Cortes Constituintes

Sessão de 15 de outubro de 1821

http://debates.parlamento.pt/catalogo/mc/c1821/01/01/01/063/1822-10-15/795?q=%2522pena%2Bde%2Bmorte%2522&pOffset=540&pPeriodo=mc

O Sr. Sarmento: – Sr. Presidente, eu não tive o sentimento de me ver obrigado a apartar-me da opinião da ilustre Comissão, da qual eu tenho honra de ser membro quando se tratou da doutrina deste artigo, na parte em que se propõe, que não possa ter lugar o perdão régio na pena de morte, quando o crime tem parte, e esta não perdoa.

É desnecessário que eu faça aqui ostentação a respeito de um objecto de jurisprudência criminal, cuja importância é tão grande como o saber dos ilustres Deputados diante de quem falo.

A pena de morte, como galantemente se expressou o nosso amigo Jeremias Bentham, cada dia se vai fazendo menos popular, à proporção que os espíritos se vão alumiando com o progresso da cultura do entendimento humano, e que os costumes se vão adoçando. Por tanto a pena de morte se há de ir cada vez mais limitando com o andar dos tempos, os quais visivelmente caminhão deixando após de si os costumes bárbaros.

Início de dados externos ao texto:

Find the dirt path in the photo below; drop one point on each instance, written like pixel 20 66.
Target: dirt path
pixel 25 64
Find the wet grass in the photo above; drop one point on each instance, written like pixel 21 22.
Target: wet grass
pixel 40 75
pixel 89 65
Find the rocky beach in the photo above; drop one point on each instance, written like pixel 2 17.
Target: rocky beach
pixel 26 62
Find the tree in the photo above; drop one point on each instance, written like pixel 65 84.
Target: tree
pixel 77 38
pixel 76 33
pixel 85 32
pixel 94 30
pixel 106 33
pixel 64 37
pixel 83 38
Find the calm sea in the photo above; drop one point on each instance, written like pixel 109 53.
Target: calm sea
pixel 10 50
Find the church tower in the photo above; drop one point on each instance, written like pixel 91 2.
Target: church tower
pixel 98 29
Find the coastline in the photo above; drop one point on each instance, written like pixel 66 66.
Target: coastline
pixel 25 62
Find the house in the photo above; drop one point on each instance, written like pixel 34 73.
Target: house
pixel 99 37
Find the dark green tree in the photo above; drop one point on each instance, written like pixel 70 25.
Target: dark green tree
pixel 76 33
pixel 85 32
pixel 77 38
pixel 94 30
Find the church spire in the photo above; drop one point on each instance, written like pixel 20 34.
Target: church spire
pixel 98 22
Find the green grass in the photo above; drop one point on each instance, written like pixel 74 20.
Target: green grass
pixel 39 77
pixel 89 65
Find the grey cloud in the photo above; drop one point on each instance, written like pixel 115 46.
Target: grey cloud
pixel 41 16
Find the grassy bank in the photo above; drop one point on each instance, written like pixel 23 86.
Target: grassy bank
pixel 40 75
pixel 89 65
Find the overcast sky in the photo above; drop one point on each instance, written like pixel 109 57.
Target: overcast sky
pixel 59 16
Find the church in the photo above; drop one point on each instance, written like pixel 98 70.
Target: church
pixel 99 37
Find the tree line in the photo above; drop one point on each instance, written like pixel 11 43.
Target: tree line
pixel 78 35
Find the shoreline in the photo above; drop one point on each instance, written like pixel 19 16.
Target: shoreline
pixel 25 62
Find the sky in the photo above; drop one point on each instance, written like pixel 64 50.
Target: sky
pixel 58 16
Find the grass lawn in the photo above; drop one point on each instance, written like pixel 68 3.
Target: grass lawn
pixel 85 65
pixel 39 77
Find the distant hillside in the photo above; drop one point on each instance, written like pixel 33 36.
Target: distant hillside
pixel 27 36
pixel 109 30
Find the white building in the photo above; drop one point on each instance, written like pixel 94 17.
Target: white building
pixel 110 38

Segundo estas reflexões, e muitas mais que facilmente ocorrem, pareceu-me que a doutrina deste artigo não era conforme com os princípios de se considerar a pena de morte como satisfação à vindicta publica somente, porque a não ser debaixo desse principio, a ser como satisfação particular, iremos conservar a barbaridade dos primeiros tempos dos Romanos, e estabeleceremos leis próprias para a China, aonde a morte traz consigo outra morte.

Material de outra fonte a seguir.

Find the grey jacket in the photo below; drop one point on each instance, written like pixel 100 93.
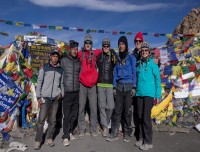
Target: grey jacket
pixel 50 82
pixel 71 67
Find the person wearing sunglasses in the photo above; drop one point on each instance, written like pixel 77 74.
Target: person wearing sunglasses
pixel 124 84
pixel 71 66
pixel 105 63
pixel 138 40
pixel 88 79
pixel 148 89
pixel 49 92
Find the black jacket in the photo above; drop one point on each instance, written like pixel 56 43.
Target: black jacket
pixel 105 64
pixel 71 67
pixel 137 54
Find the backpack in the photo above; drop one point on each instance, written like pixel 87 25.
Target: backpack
pixel 89 75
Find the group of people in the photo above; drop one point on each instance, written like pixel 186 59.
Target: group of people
pixel 111 82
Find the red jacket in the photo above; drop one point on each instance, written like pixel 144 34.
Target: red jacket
pixel 88 75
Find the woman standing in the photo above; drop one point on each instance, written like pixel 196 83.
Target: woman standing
pixel 148 89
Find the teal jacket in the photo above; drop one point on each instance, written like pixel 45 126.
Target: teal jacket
pixel 148 79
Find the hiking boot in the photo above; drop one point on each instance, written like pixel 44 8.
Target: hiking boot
pixel 37 145
pixel 94 134
pixel 139 143
pixel 72 137
pixel 66 142
pixel 105 132
pixel 146 146
pixel 50 143
pixel 112 138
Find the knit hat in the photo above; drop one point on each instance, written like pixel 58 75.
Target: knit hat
pixel 55 52
pixel 139 35
pixel 124 40
pixel 88 37
pixel 145 45
pixel 73 44
pixel 106 41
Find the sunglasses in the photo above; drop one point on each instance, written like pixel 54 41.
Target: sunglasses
pixel 88 42
pixel 107 46
pixel 139 41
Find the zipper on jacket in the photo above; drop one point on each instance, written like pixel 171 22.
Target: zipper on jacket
pixel 73 74
pixel 53 82
pixel 104 68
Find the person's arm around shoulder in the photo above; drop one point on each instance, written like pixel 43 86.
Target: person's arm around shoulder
pixel 97 52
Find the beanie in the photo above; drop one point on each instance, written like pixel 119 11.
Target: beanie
pixel 145 45
pixel 73 44
pixel 139 35
pixel 124 40
pixel 88 37
pixel 106 41
pixel 55 52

Eu convenho que existem muitos argumentos, e de escritores muito acreditados, e neste mesmo recinto ouvimos a opinião de um muito sábio colega nosso, que eu muito respeito, e o qual muito se opôs à concessão de prerrogativa real do direito de agraciar; porém felizmente está vencido, e é um artigo da nossa Constituição, que a El Rei compete o direito de perdoar ou minorar as penas aos delinquentes em conformidade das leis.

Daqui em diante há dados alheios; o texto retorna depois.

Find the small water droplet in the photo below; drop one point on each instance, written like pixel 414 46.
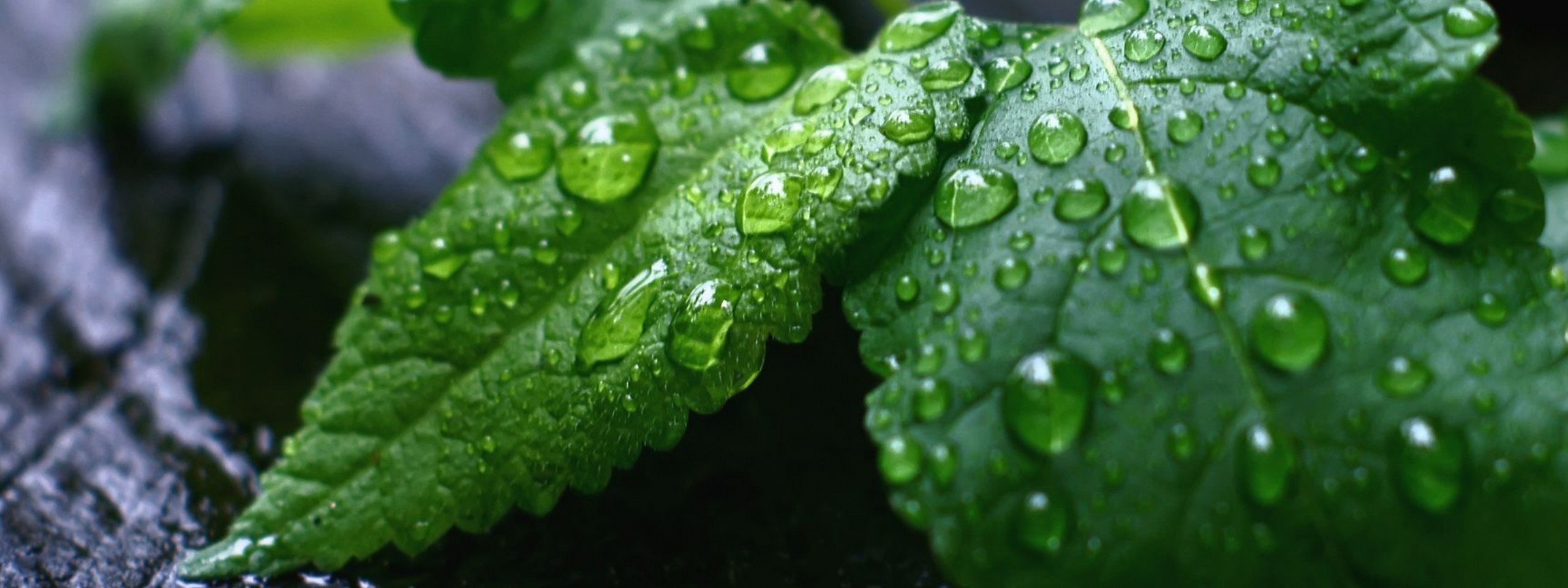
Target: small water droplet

Convenho que das formalidades depende a execução desta prerrogativa real, e que pode argumentar, que o artigo em discussão, exigindo o perdão da parte ofendida, estabelece as restrições legais, a fim de que possa ter lugar o perdão d’El Rei. Serei toda a minha vida de parecer que a satisfação da ofensa particular somente pode ter lugar sendo a parte indemnizada conforme se possa, porém nunca poderia considerar o sacrifício da vida do ofensor senão como satisfação à sociedade ofendida, e nunca para satisfação particular.

Farei também uma reflexão acerca das palavras do artigo será executado logo. Este logo deverá entender-se na forma observada geralmente nas execuções de semelhantes sentenças. Há casos em que as sentenças se não podem executar logo: o direito civil romano expressamente determinava que a mulher que estivesse pejada não padecesse a pena de morte até dar à luz, determinação que se acha no Digesto no titulo de Poenis, ou de Publicis Judiciis, não me lembro com exactidão em qual deles, porém eu ignoro haver lei entre nós que o determine: os Ingleses, que não deixam de ser inclinados à pena ultima, tem estabelecido mais outra excepção, para que se defira a execução da pena de morte, e é quando o sentenciado perde o juízo, e fica “non compôs”.

Lembrei estas duas excepções, a fim de que se entenda que apesar de se determinar a imediata execução da pena de morte, existem casos em que ela se não deve executar imediatamente em atenção a motivos de justiça e humanidade. Torno a repetir que eu não segui nesta artigo a opinião dos meus sábios companheiros da Comissão, e isto com muito sentimento da minha parte, por quanto confesso que das conferencias que tivemos tirei muita ilustração e conhecimentos.